LAMP (Open Software Architecture)
The acronym LAMP refers to a solution stack of software, usually free and open source software, used to run dynamic Web sites or servers. The original expansion is as follows:
- Linux, referring to the operating system
- Apache, the Web server
- My SQL, the database management system (or database server)
- P (one of several scripting languages: Perl, PHP or Python. )
The combination of these technologies is used primarily to define a web server infrastructure, define a programming paradigm of developing software, and establish a software distribution package.

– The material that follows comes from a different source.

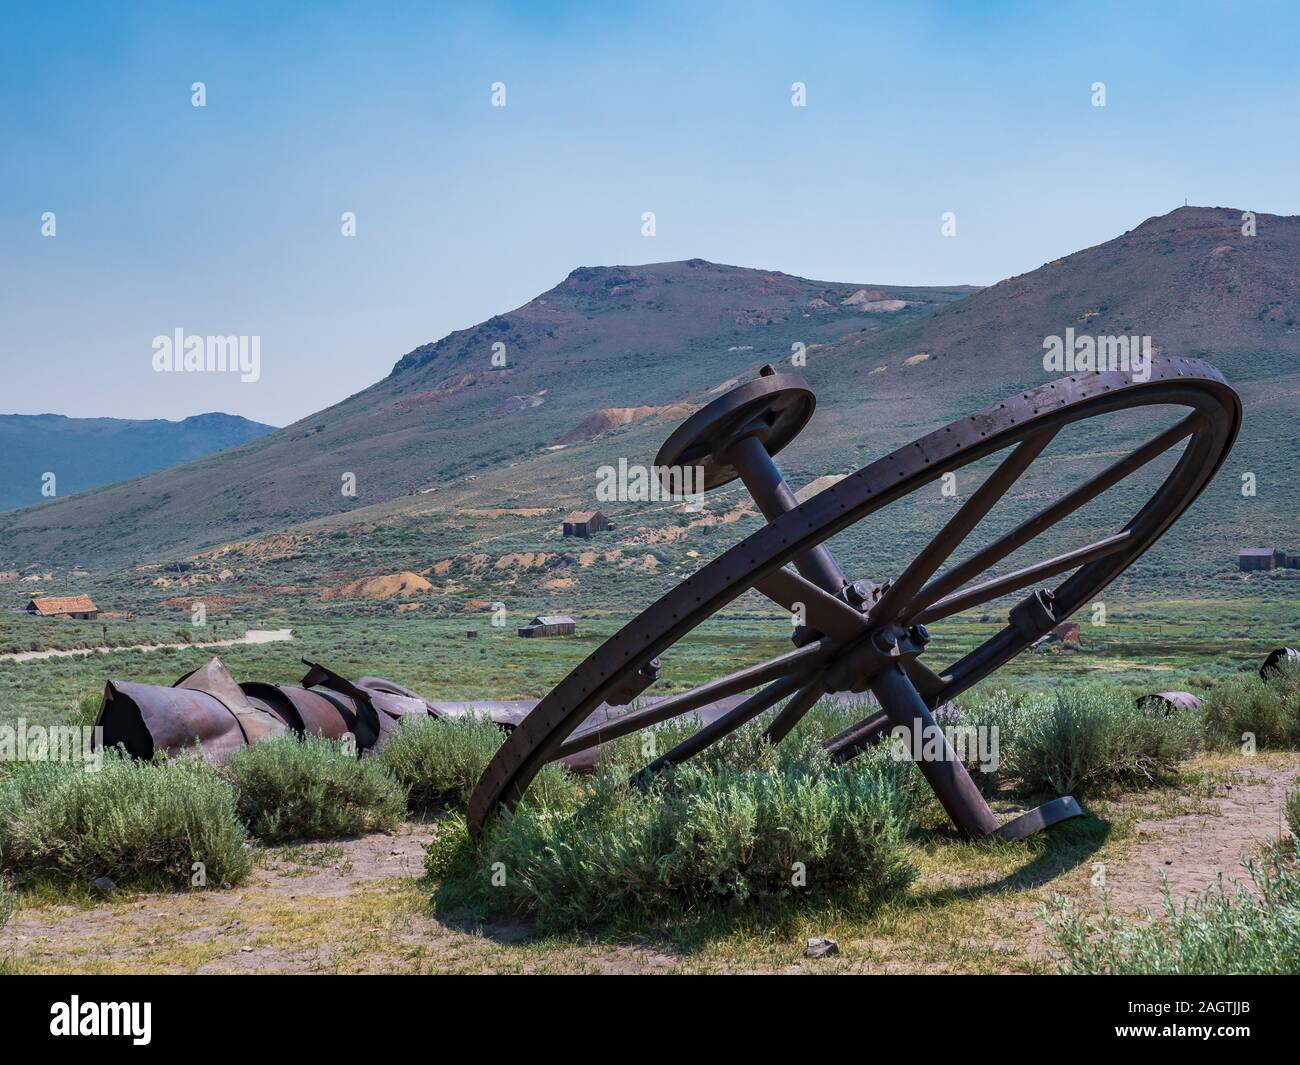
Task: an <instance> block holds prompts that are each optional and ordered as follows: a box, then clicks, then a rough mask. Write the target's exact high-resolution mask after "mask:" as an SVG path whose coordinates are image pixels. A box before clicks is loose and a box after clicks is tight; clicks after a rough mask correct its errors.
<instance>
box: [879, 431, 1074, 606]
mask: <svg viewBox="0 0 1300 1065" xmlns="http://www.w3.org/2000/svg"><path fill="white" fill-rule="evenodd" d="M1058 432H1060V429H1058V428H1052V429H1044V430H1043V432H1041V433H1035V434H1034V436H1032V437H1030V438H1028V440H1026V441H1023V442H1022V443H1021V445H1019V447H1017V449H1015V450H1014V451H1011V454H1010V455H1008V456H1006V458H1005V459H1004V460H1002V464H1001V466H998V467H997V469H995V471H993V472H992V473H991V475H989V476H988V477H987V479H985V480H984V484H982V485H980V486H979V488H978V489H976V490H975V493H974V494H972V495H971V498H970V499H967V501H966V502H965V503H963V505H962V506H961V508H959V510H958V511H957V514H954V515H953V516H952V518H950V519H949V520H948V523H946V524H945V525H944V528H943V529H940V531H939V534H937V536H935V538H933V540H931V541H930V544H927V545H926V549H924V550H923V551H922V553H920V554H919V555H917V558H915V559H913V562H911V564H910V566H909V567H907V568H906V570H904V571H902V573H901V575H900V576H898V579H897V580H896V581H894V583H893V584H891V585H889V590H888V592H885V594H884V596H883V597H881V598H880V601H879V602H878V603H876V605H875V606H874V607H872V609H871V622H872V623H874V624H888V623H891V622H896V620H898V618H900V616H904V615H905V612H906V610H907V606H909V605H910V603H911V601H913V599H914V598H915V596H917V593H918V592H919V590H920V588H922V585H923V584H924V583H926V581H927V580H930V579H931V577H932V576H933V575H935V571H936V570H937V568H939V567H940V566H943V564H944V562H946V560H948V557H949V555H950V554H952V553H953V551H956V550H957V547H958V546H961V544H962V541H963V540H966V537H967V536H970V533H971V529H974V528H975V527H976V525H978V524H979V523H980V520H982V519H983V518H984V515H985V514H988V512H989V511H991V510H992V508H993V507H995V506H996V505H997V501H998V499H1001V498H1002V497H1004V495H1005V494H1006V493H1008V492H1009V490H1010V488H1011V485H1014V484H1015V482H1017V480H1019V477H1021V475H1022V473H1023V472H1024V471H1026V469H1028V468H1030V466H1031V464H1032V463H1034V460H1035V459H1036V458H1037V456H1039V455H1040V454H1041V453H1043V449H1044V447H1047V446H1048V445H1049V443H1050V442H1052V438H1053V437H1054V436H1056V434H1057V433H1058Z"/></svg>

Though the originators of these open source programs did not design them all to work specifically with each other, the combination has become popular because of its low acquisition cost and because of the ubiquity of its components (which come bundled with most current Linux distributions). When used in combination they represent a solution stack of technologies that support application servers.
- Very low cost compared to other technologies
- GNU public licensing
- LAMP available as free software
- Best for Web applications
- LAMP has been proven faster, more flexible, and easier than any alternative
How does LAMP Work?
LAMP is singularly focused towards Web applications. The architecture is very straightforward, as illustrated in diagram below. Linux forwards HTTP connections to Apache, which serves static content directly from the Linux kernel. Dynamic pages are forwarded by Apache to PHP, which runs the PHP code to design the page. Database queries are sent to MySQL through PHP. Administration is commonly handled through phpMyAdmin, and every major enterprise management system can manage Apache and Linux.